The Open App Markets Act hopes to kick down both Apple and Google’s walled garden
The Future. Apple and Google’s duopoly in the app marketplace may get broken up thanks to a new bill called the Open App Markets Act. While many customers may still stick with the App Store and Google Play Store for ease of use and privacy protections, the new rules could open a floodgate of litigation against Apple and Google… or even affect in-progress cases, like Epic’s appealed suit against Apple for removing Fortnite from its store.
Fast Company reports that a new bill wants to open up the app marketplace in a big way.
- Just formally introduced to Congress, the Open App Markets Act would stop Apple and Google from forcing apps to “use or enable in-app purchases” through their proprietary stores as a condition for being allowed in them.
- It would stop Apple and Google from penalizing apps that offer better prices on another marketplace.

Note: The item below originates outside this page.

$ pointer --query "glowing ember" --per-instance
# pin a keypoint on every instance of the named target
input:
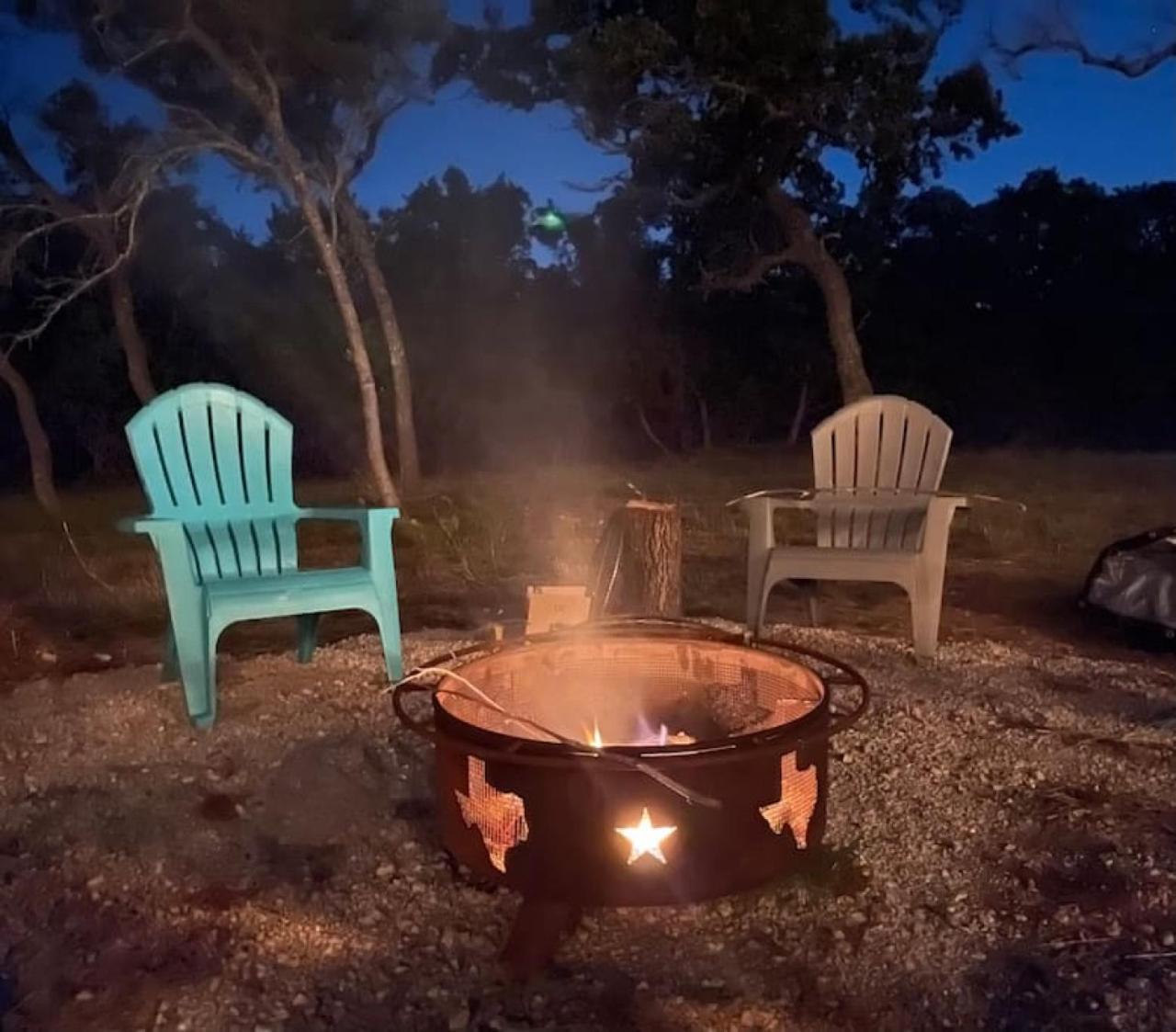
(797, 800)
(645, 838)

- It would allow developers to contact their customers directly with business offers and other discounts.
- iOS and Android devices will no longer be allowed to automatically route to their own app stores.

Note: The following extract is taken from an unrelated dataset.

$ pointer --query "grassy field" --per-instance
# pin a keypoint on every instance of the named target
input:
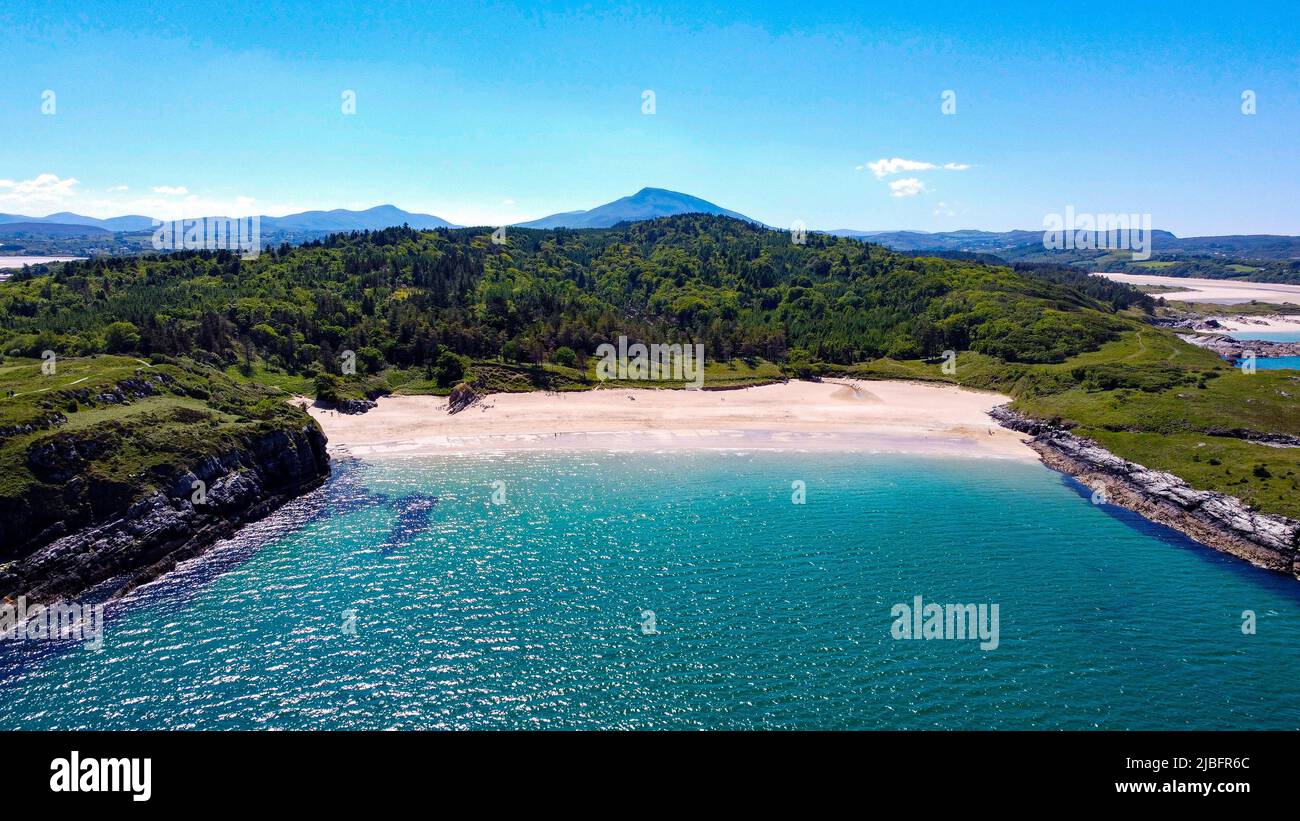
(122, 424)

- And, of course, Apple and Google would have to allow third-party marketplaces, like Epic’s or Steam’s, to run on their devices.
All of this is to get around Apple’s and Google’s 30% app tax (which drops down to 15% in the second year for different kinds of publishers), putting a lot more money in the hands of developers.
Unsurprisingly, Apple and Google are already lobbying against the bill, as both companies could feel a major impact in their services division — a big area of growth for Apple, especially. And to throw salt on the wound, Apple may even get hit with an antitrust lawsuit by the Department of Justice. When it rains, it pours.